Health & Medical Food & Drink

Coffee Bean Processing and Roasting 101

The coffee plant produces a red or purple fruit, but people are less interested in that than they are in the actual coffee bean.
Technically speaking the bean is the pit, similar to the pit found in a cherry or apricot, but with two half oval shapes facing each other.
This pit, containing up to 2.
5 percent caffeine, is a major export for several countries.
The coffee bean is cultivated and is green.
The green bean is then put through a process of sorting, done by immersing the bean in water.
Unripe and bad beans will float to the top, while the good beans will sink to he bottom.
Once the sorting has been done, the beans are washed and fermented.
Pulp that is left on the beans is removed by letting them sit in a pool full of microbes for several days.
The beans are then thoroughly rinsed with water to get rid of the microbes.
This is how most coffee is processed.
The oldest and most traditional ways of processing coffee is the dry method.
The beans, once harvested, are laid out in thin layers on tables to dry out in the sun.
This takes significantly longer to do, up to two weeks.
To prevent mildew, the beans need to be moved around a lot.

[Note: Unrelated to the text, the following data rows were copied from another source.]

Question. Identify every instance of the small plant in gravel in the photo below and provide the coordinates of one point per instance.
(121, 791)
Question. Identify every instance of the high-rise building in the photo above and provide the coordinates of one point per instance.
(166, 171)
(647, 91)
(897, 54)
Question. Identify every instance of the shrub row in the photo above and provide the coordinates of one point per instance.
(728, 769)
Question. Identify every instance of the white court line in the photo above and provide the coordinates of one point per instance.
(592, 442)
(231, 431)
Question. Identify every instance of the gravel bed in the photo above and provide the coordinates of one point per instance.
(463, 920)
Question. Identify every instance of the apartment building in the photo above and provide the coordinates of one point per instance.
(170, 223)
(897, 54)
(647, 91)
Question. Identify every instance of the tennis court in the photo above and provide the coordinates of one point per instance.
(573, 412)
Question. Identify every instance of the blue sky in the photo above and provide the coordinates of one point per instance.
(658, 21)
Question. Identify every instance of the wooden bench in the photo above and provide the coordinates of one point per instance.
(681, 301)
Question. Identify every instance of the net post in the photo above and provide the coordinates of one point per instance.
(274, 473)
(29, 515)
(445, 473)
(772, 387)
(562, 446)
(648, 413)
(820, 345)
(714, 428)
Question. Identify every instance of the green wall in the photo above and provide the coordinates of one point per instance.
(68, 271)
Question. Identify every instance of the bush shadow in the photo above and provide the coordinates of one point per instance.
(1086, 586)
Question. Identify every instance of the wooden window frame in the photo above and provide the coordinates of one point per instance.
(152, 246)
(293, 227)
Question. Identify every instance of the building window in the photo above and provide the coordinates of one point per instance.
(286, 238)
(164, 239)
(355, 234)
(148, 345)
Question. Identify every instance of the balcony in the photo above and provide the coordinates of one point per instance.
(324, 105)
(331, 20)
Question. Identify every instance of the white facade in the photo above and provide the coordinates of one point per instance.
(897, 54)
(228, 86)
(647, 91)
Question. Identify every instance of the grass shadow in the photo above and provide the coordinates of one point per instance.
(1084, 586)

This dry processed coffee is in high demand, but because it is so much more labor intensive, only a few regions do it.
Ethiopia produces the most, followed by Brazil and Yemen.
Once processed, green coffee beans can be stored for up to a year.
If kept in a cool, clean and dry place, there is no reason for it to go bad before the year is up.
The coffee bean is then roasted.
Almost all of the coffee that consumers across the world buy has already been roasted, though it is possible to buy green coffee and roast it themselves at home.